平均年収443万円――これでは普通に生活できない国になってしまった。なぜ日本社会はこうなってしまったのか?
話題の新刊『年収443万円 安すぎる国の絶望的な生活』では、〈昼食は必ず500円以内、スタバのフラペチーノを我慢、月1万5000円のお小遣いでやりくり、スマホの機種変で月5000円節約、ウーバーイーツの副業収入で成城石井に行ける、ラーメンが贅沢、サイゼリヤは神、子どもの教育費がとにかく心配……〉といった切実な声を紹介している。
ここでは、「不妊治療に対する経済的不安……「リーマン氷河期世代」の憂鬱」と題した「年収450万円」33歳男性へのインタビューをお届けする。
共働きで年収900万円、それでも不安は大きい
地元の北陸地方の平均的な収入より僕の収入は多いかもしれませんが、不安は大きいです。
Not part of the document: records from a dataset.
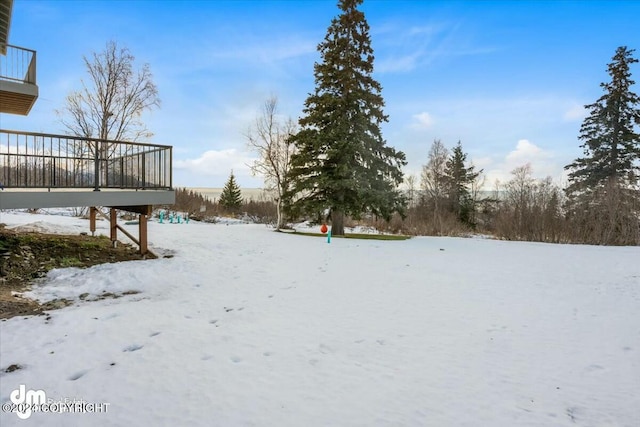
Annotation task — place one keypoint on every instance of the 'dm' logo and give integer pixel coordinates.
(26, 399)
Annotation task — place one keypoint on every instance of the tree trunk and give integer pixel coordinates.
(279, 222)
(337, 222)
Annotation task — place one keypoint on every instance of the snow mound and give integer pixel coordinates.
(46, 228)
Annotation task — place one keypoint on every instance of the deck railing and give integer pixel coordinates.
(37, 160)
(19, 64)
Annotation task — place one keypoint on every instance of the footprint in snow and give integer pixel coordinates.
(324, 349)
(78, 375)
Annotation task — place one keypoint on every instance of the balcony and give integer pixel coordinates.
(43, 170)
(18, 89)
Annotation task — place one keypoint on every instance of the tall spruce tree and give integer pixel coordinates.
(458, 180)
(343, 163)
(610, 136)
(231, 196)
(603, 191)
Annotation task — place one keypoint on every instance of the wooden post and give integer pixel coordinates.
(142, 233)
(92, 220)
(113, 220)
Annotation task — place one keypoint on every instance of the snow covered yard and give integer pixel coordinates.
(243, 326)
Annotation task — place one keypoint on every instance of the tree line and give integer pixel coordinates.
(333, 164)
特に最近では不妊治療を始めることで一層、不安になっています。いったい、いくらかかるんだろうって。
何度か転職し、この1年は電車の運転士の仕事をしていて年収は450万円です。地元の相場からすれば、地方公務員と比べても、もらえているほうではないかと思います。
基本給が20万円、そこに家族手当や運転士手当、通勤手当、残業代などがついてトータルで月30万円。手取りは25万円です。
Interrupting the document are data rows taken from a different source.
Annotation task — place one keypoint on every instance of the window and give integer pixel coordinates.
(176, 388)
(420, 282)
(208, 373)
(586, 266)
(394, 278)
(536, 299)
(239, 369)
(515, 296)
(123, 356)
1歳年上の妻の年収は400万円から450万円くらい。二人合わせた収入は900万円ほどになります。
問題は、妻の仕事は5年を期限とした事業ごとに契約されるようなものなので、5年ごとに失職の可能性があるということです。目の前の収入はあるように見えても、いつ仕事がなくなるか分からない。だから、できるだけ節約しないと。
妻の職場は僕たちが住んでいるアパートから少し離れていて、妻の実家の近くにあります。繁忙期には妻は実家から仕事に出て、週末にこちらに戻って一緒に過ごすという生活をしています。